Il est évident toutefois que sur le plan social ou externe les perceptions associées aux locuteurs de ces langues peuvent gêner une bonne appréciation de ces systèmes linguistiques. Mais, ce n’est pas en changeant la dénomination de ces langues qu’on peut arriver à renverser ces perceptions. Un tel travail ne peut être accompli qu’à travers un long processus de développement socio-économique et politique ainsi qu’une profonde revalorisation culturelle et éducative.
S’agissant de la dénomination « haïtien » au lieu du traditionnel « créole » afin de faire coïncider le nom de la langue à celui du territoire et des personnes qui l’habitent, il y a plusieurs problèmes qui se posent à ce niveau. Passons rapidement sur le fait qu’il existe de nombreux pays où le nom de la langue ne correspond pas au nom du pays. C’est le cas des États-unis, de tous les pays de l’Amérique latine et des tas d’autres sociétés dans le monde.
La plupart des pays européens (le français, l’espagnol, l’italien, l’allemand, le russe…) où le nom de la langue correspond à celui du territoire et des locuteurs qui l’habitent ont atteint ce stade à la suite d’un long processus qui a acquis son point de culmination entre le milieu du 19ème siècle et autour des environs de 1914 quand se constituèrent les Etats-Nations d’Europe. Précisons que le concept « nation » désigne une communauté d’individus unis par des éléments fondamentaux (culture, langue, religion) et relativement conscients de cette unité.
On fait généralement une distinction claire entre le concept de nation et le concept d’État qui se réfère au gouvernement et à l’administration de cette communauté. Dans le cas des pays européens que j’ai cités plus haut, il se trouve qu’ils sont passés vers le milieu du 19ème siècle à une explosion de nationalisme qui a conduit leurs dirigeants à revendiquer la primauté de la « défense des valeurs nationales et des intérêts nationaux ». La langue en particulier devint un élément fondamental de la nation. Je réfère ici au texte célèbre de l’érudit français Ernest Renan (1823-1892) « Qu’est-ce qu’une nation ? » Ces pays d’Europe en devenant des Etats-Nations ont consolidé l’importance de la langue sur leur territoire. Je ne m’étends pas ici sur cette question qui est beaucoup plus détaillée que je le présente.

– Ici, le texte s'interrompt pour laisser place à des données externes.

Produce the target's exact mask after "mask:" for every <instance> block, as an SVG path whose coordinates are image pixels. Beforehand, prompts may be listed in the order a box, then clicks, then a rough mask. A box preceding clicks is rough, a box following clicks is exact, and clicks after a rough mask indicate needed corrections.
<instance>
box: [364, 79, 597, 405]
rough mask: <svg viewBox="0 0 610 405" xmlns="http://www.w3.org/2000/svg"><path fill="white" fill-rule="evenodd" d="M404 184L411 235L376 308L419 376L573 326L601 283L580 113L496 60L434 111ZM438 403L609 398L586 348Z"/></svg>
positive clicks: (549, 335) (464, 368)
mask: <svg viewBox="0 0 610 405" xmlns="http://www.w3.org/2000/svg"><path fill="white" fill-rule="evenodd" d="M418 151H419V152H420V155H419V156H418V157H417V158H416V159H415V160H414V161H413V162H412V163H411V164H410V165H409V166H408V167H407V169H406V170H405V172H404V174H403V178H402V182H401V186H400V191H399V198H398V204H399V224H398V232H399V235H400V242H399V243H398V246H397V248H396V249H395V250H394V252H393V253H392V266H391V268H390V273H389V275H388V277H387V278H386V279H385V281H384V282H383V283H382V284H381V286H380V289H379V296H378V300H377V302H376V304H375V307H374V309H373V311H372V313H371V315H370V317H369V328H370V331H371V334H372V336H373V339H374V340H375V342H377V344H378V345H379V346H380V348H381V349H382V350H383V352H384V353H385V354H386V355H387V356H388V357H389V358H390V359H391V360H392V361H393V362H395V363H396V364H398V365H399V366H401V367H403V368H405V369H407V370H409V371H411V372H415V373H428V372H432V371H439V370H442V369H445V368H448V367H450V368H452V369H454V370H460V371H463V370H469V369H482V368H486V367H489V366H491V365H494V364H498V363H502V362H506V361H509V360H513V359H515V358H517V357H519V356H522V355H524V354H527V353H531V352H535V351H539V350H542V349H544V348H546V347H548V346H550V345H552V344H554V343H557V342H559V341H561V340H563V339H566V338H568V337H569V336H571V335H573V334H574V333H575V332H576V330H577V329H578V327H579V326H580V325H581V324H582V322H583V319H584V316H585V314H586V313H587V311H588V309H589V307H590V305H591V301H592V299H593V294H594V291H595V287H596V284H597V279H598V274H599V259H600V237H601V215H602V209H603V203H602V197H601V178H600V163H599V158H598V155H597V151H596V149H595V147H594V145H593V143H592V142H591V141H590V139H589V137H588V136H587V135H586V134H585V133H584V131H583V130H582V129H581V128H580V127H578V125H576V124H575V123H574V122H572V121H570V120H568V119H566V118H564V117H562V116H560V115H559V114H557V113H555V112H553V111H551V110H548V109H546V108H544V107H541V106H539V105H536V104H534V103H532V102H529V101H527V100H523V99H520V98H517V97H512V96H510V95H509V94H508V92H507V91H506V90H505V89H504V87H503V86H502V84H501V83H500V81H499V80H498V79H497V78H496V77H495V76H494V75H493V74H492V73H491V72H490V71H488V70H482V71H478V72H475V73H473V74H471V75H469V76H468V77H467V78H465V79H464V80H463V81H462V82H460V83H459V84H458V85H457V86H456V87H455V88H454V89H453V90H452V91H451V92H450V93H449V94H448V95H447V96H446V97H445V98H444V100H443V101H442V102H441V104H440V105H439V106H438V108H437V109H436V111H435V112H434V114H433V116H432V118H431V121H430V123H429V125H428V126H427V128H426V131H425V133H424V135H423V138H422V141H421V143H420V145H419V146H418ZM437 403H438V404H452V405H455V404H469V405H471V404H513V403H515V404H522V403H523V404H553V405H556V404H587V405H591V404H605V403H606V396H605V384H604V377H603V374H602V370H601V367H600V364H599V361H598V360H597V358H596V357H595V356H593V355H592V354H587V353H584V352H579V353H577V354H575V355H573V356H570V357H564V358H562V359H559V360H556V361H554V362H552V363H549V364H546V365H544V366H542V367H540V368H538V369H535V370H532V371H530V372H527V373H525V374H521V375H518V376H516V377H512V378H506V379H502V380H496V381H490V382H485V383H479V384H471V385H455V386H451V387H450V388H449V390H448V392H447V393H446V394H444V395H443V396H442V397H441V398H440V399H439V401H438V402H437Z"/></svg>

Dans le cas d’Haïti, la différence saute aux yeux. On peut se poser la question s’il existe vraiment une nation haïtienne dans le sens défini plus haut. Quelle est la place de la langue dans la conscience des individus haïtiens ? En 2008, il y a encore des individus haïtiens qui pensent que le français est la langue identitaire des Haïtiens et que le créole haïtien ne joue qu’un rôle de troisième plan dans les processus identitaires haïtiens.
Quelle est la véritable religion haïtienne ? Dans quelle mesure les Haïtiens se font-ils une claire et distincte idée d’une culture haïtienne ? Le titre de l’excellent livre du célèbre anthropologue haïtien Michel-Rolph Trouillot « Haïti : State Against Nation. The Origins & Legacy of Duvalierism » (1990, Monthly Review Press, NY) constitue déjà tout un programme.
La société haïtienne a un long, très long chemin à parcourir avant de se défaire des obstacles structurels et historiques dressés sur son chemin depuis 2 siècles. Donc, ce n’est pas par hasard que le terme « créole » est encore utilisé pour désigner la langue parlée par tous les locuteurs haïtiens. Il est important de le faire suivre de l’adjectif « haïtien » dans les rencontres internationales pour bien signaler l’existence d’autres « créoles ». Signalons tout de même que dans un sens typologique et même historique, le substantif « haïtien » a toujours été employé par les linguistes.